Qu'ai-je fais pour avoir le droit d'être son fils ? Quel miracle l'a amené, lui, si beau et si parfait, à adopter un pauvre Grigôl sans âme et dénué d'intérêt comme moi ? Pourquoi m'avoir choisit, moi ? Pourquoi avoir accordé à mon pauvre petit corps sans esprit, une âme, le confort, la connaissance ? Je m'interroge, sans cesse. Et les questions ne trouvent de réponses. Je ne puis donner une raison au comportement de mon Maître. Et, alors que je le regarde, oubliant comme à l'ordinaire sa question, je me pose et m'oppose ce même problème, et ceci toujours en vain. Je suis toujours aussi incapable de trouver des réponses à ces énigmes qui tournent tout le temps dans ma tête.

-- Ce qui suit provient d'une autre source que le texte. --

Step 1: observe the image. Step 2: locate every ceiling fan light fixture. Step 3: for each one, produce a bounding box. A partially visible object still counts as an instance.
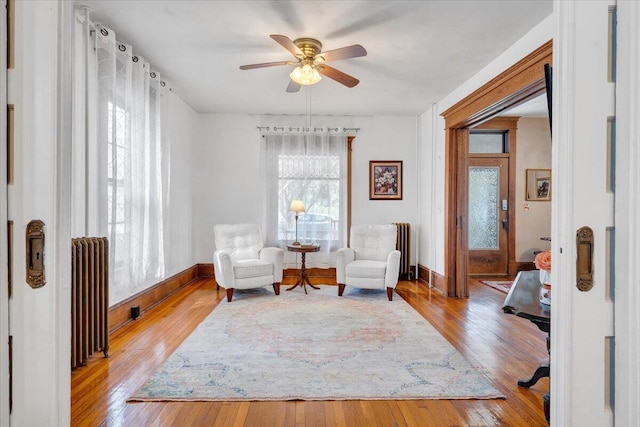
[289,64,322,86]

« Oho ! M'écoutes-tu ? Non, comme d'habitude !
- Pardonnez-moi, Maître.
- Toujours la tête perdue dans les nuages, hein ? me lance-t-il les yeux brillants de malice, un sourire en coin aux lèvres. Cela te va bien. Puis-je savoir où étaient enfuis tes pensées ?
- Oh, je... Je me posais des questions sur... moi...
- Je vois. Je suppose sans guère de doutes que j'en faisais partie, non ?
- Je... ! commencé-je lamentablement avant de me stopper aussitôt. Oui, Maître... Pardonnez-moi de cette faute...
- Laquelle est-elle ?
- De vous salir de mes pensées impures.
- Cesse de penser cela. Tes pensées ne sont pas impures, il est tout à fait normal de se poser des questions sur sa conception. Je ne t'en voudrais pas pour cela.
- Maître ? Puis-je vous poser quelques questions, s'il vous plaît ?
Je m'arrête brusquement, surpris et horrifié de mon audace... C'est sûr, il va m'en vouloir. Il lui prend parfois des colères effroyables, dont je suis l'exutoire. Et souvent le responsable. Par un mot, un geste, une phrase, que sais-je, je déclenche de véritables cataclysmes.
Mais il ne m'en tient jamais rigueur.
J'ai parfois peur devant sa brutalité, sa cravache ronge mon dos avec gourmandise ; mais au bout d'une heure et d'une seconde à la fois, sa cravache tombe et j'entends sa voix. « Oh... Pardonne-moi ! Je suis désolé... ! Chhh... Ne pleure plus, c'est fini, là, ne pleure plus, chhh... Il me prend dans ses bras et me berce doucement, me murmurant des paroles de réconfort, ses larmes se mêlant aux miennes. Il peut être si doux et si brutal, comment est-ce possible ?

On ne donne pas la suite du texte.